I've seen this happening if the names for embedded font subsets are identical, but the real content of these subsets are different (containing different glyph sets).
Check all your input files for the fonts used. Use Poppler's pdffonts
utility for this:
for i in input*.pdf; do
pdffonts ${i} | tee ${i}.pdffonts.txt
done
Look for the font names used in each PDF.
My theory/bet is on you seeing identical font names used (names which are similar to BAAAAA+ArialMT
) by different input files.
The BAAAAA+
font name prefix to be used for subset fonts is supposed to be random (though the official specification is not very clear about this). Some applications use predictable prefixes, however, starting with BAAAAA+
, CAAAAAA+
DAAAAA+
etc. (OpenOffice.org and LibreOffice are notorious for this). This means that the prefix BAAAAA+
gets used in every single file where at least one subset font is used...
It can easily happen that your input files do not use the exact same subset of characters. However the identical names used could make Ghostscript think that the font really is the same. It (falsely) 'optimizes' the merged PDF and embeds only one of the 2 font instances (both having the same name, for example BAAAAA+Arial
). However, this instance may not include some glyphs which where part of the other instance(s).
This leads to some characters missing in merged output.
I know that more recent versions of Ghostscript have seen a heavy overhaul of their font handling code. Maybe you'll be more lucky with trying Ghostscript v9.06 (the most recent release to date).
I'm very much interested in investigating this in even bigger detail. If you can provide a sample of your input files (as well as the merged output given by GS v8.70), I can test if it works better with v9.06.
What you could do to avoid this problem
Try to always embed fonts as full sets, not subsets:
- I don't know if and how you can control to have full font embedding when using wkhtmltopdf.
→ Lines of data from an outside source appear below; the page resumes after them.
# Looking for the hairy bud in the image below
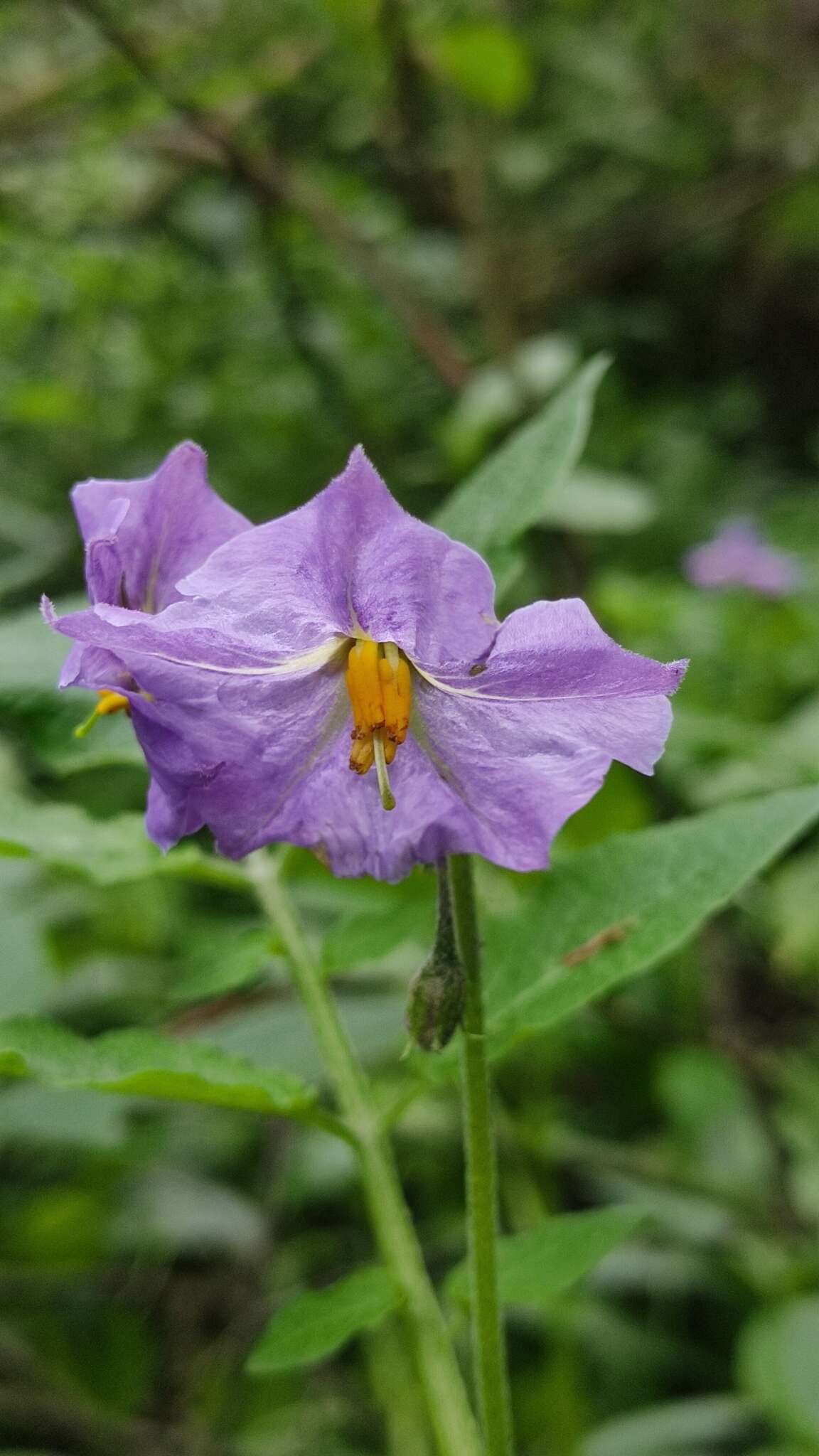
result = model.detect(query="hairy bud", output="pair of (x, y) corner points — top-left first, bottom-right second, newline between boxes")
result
(405, 862), (464, 1051)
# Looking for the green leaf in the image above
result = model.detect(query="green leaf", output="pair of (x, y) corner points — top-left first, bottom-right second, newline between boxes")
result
(484, 788), (819, 1053)
(739, 1296), (819, 1447)
(446, 1207), (644, 1307)
(0, 1017), (316, 1117)
(0, 792), (246, 888)
(0, 793), (160, 885)
(540, 467), (655, 535)
(434, 354), (609, 550)
(247, 1265), (402, 1374)
(426, 21), (532, 112)
(0, 596), (87, 699)
(580, 1395), (758, 1456)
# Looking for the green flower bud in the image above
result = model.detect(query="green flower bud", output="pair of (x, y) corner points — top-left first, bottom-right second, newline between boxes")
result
(405, 860), (464, 1051)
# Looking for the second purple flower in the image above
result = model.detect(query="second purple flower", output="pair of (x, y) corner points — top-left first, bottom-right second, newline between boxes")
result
(53, 450), (685, 879)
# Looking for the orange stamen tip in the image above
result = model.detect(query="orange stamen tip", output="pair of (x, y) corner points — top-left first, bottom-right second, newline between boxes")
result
(344, 638), (412, 810)
(75, 687), (131, 738)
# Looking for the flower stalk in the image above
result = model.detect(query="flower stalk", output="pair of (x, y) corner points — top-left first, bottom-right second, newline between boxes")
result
(449, 855), (513, 1456)
(245, 850), (481, 1456)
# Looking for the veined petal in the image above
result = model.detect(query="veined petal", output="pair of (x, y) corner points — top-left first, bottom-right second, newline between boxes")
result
(179, 450), (497, 664)
(71, 441), (250, 611)
(411, 683), (670, 869)
(42, 599), (346, 677)
(415, 597), (686, 703)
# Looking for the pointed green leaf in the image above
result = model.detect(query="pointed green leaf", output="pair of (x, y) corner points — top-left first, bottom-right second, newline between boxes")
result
(0, 1017), (316, 1117)
(580, 1395), (759, 1456)
(739, 1296), (819, 1449)
(434, 354), (609, 550)
(0, 792), (246, 888)
(484, 788), (819, 1054)
(446, 1207), (644, 1307)
(247, 1267), (402, 1374)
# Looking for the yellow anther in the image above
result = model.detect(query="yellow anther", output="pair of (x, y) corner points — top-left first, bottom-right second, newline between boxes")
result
(346, 639), (412, 808)
(75, 687), (131, 738)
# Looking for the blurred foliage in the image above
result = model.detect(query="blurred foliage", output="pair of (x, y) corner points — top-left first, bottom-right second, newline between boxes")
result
(0, 0), (819, 1456)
- If you generate your input PDFs from Libre/OpenOffice, you're out of luck and you'll have no control over it.
- If you use Acrobat to generate your input PDFs, you can tweak font embedding details in the Distiller settings.
- If Ghostscript generates your input PDFs the commandline parameters to enforce full font embeddings are:
gs -o output.pdf -sDEVICE=pdfwrite -dSubsetFonts=false input.file
Some type of fonts cannot be embedded fully, but only subsetted (TrueType, Type3, CIDFontType0, CIDFontType1, CIDFontType2). See this answer to question "Why doesnt Acrobat Distiller embed all fonts fully?" for more details.
Do the following only if you are sure that no-one else gets to see or print or use your individual input files: Do not embed the fonts at all -- only embed when merging with Ghostscript the final result PDF from your inputs.
- I don't know if and how you can control to have no font embedding when using wkhtmltopdf.
- If you generate your input PDFs from Libre/OpenOffice, you're out of luck and you'll have no control over it.
- If you use Acrobat to generate your input PDFs, you can tweak font embedding details in the Distiller settings.
- If Ghostscript generates your input PDFs the commandline parameters to prevent font embedding are:
gs -o output.pdf -sDEVICE=pdfwrite -dEmbedAllFonts=false -c "<</AlwaysEmbed [ ]>>setpagedevice" input.file
Some type of fonts cannot be embedded fully, but only subsetted (Type3, CIDFontType1). See this answer to question "Why doesnt Acrobat Distiller embed all fonts fully?" for more details.
Do not use Ghostscript, but rather use pdftk
for merging PDFs. pdftk
is a more 'dumb' utility than Ghostscript (at least older versions of pdftk are) when it comes to merging PDFs, and this dumbness can be an advantage...
Update
To answer once more, but this time more explicitly (following the extra question of @sacohe in the comments below. In many (not all) cases the following procedure will work:
Re-'distill' the input PDF files with the help of Ghostscript (preferably the most recent version from the 9.0x series).
The command to use is this (or similar):
gs -o redistilled-out.pdf -sDEVICE=pdfwrite input.pdf
The resulting output PDF should then be using different (unique) prefixes to the font names, even when the input PDF used the same name prefix for different font (subsets).
This procedure worked for me when I processed a sample of original input files provided to me by 'Mr R', the author of the original question. After that fix, the "skipped character problem" was gone in the final result (a merged PDF created from the fixed input files).